Yesterday, the 6th of June, was the National Day of Sweden. It is celebrated in memory of when Gustav Vasa was crowned king and laid the foundation of modern Sweden in 1523 following his rebellion against Christian the Tyrant of Denmark.
The date also coincides with the 1809 reform which put an end to royal absolutism by dividing the legislative power between the Riksdag (Parliament) and the King.
“Sweden is ours, it is the country of six and a quarter million living Swedes. But it is also the dead’s country, those who have built it up for us from the start and handed it over to us to manage and improve. The dead are countless million more than us. They have much to say to us now, and we are obliged to listen to them. We listen to them by remembering what they have accomplished and by valuing their strife. They can no longer defend their work. That is now our responsibility.
Some god-given right to a certain piece of land, a right in and of itself to possess a certain country from the beginning to the end, is of course not given to our people. That right is something which must be earned, which should be acquired by every people.
The Swedes have earned the right to their land. Sweden is ours and has been for thousands of years with the tiller and the farmers natural right, through the blood sacrificed by ancestors, through the distinctive culture, that has been created here.
What Sweden is today, dead and living Swedes have made it to, and nobody else. Sweden is today ours through Swedish strife. The living Swedes assignment is to preserve it and improve through this strife – on the foundation of freedom.
We are few people, but we have big country to live in. Look at the map of of Europe! Our country spreads far out in the continent. But we are few, we are the lonely cottages people, and even if we nowadays partially live in cities, we are at one point in time descended from the cabins of farmers, crofters and cottagers.

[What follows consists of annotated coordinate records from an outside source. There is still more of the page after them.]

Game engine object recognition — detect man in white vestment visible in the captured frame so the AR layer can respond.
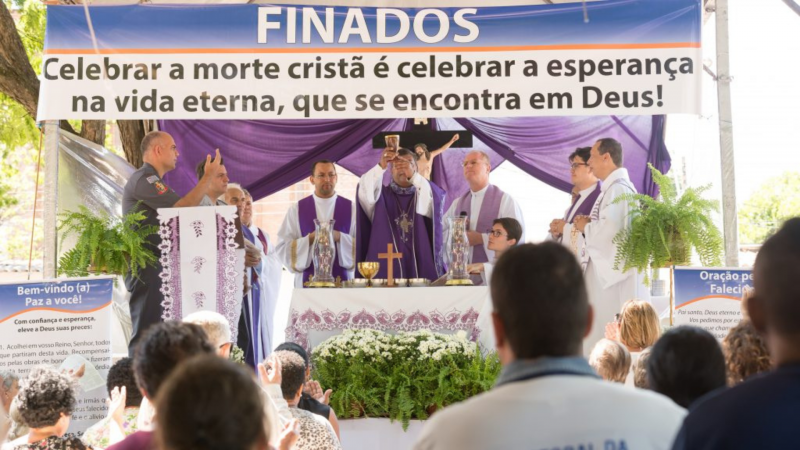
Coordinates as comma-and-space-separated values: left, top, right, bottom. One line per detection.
414, 242, 686, 450
277, 160, 356, 288
242, 189, 283, 354
548, 147, 600, 269
574, 138, 650, 355
444, 150, 525, 264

In the loneliness of vast desolate woods the soul of the Swedish has been shaped and moulded for thousands of years. Wrestling with the stone and stump when the field was tilled, has given us powers – spiritual and physical. And strong resistance has developed these powers. Thus the lands woods and soil have characterized us, given us, the original source of our peoples strength, the lone wood-dwellers pride and sense of freedom and the tough tillers persistence.
What truly is Swedish is the origin – our locus. It is for me the soil of childhood where I ran barefoot a dozen summers, and felt the juniper bushes fir needles under my feet. Childhoods soil, it is the brightening nights of spring with mothers flight over the cabin slopes, and cranes’ cries from the marsh. It is summers sun-drenched stream with its lukewarm water splashing around children’s legs with scabs on their knees. It is autumn red cranberries tussocks and the fallen apple in dew grass a clear morning. It is winter snowdrifts at the stoop. The icy bobsled run. There are some children in a mossy lichen cottage on the wooded hill a lonely evening at dusk. Father is at the regiment meeting, mother is day laboring up in Roten. Children sit at the cabin window and press their noses against the glass. Is there not someone down there on the road? It is poverty – but a proud poverty, helping himself to life’s adequate sustenance, to the rough, but hearty daily bread of rye on the field patch surrounding the cottage.
It is a healthy and free childhood, as the wild herb between juniper bushes in the meadow. There is peace and security in a peaceful country, where children are born free by free parents. A country where even the smallest children of farmers can try their hand at all kinds of opportunities until they are no longer able. A country where everyone is allowed to grow at their own pace. This is its own, that which shall never allow itself to be replaced by something foreign. This is the root and bloodline, my spiritual inheritance that I have to keep untouched and pass on to my own children. This is for me the Swedish, the unalienable.”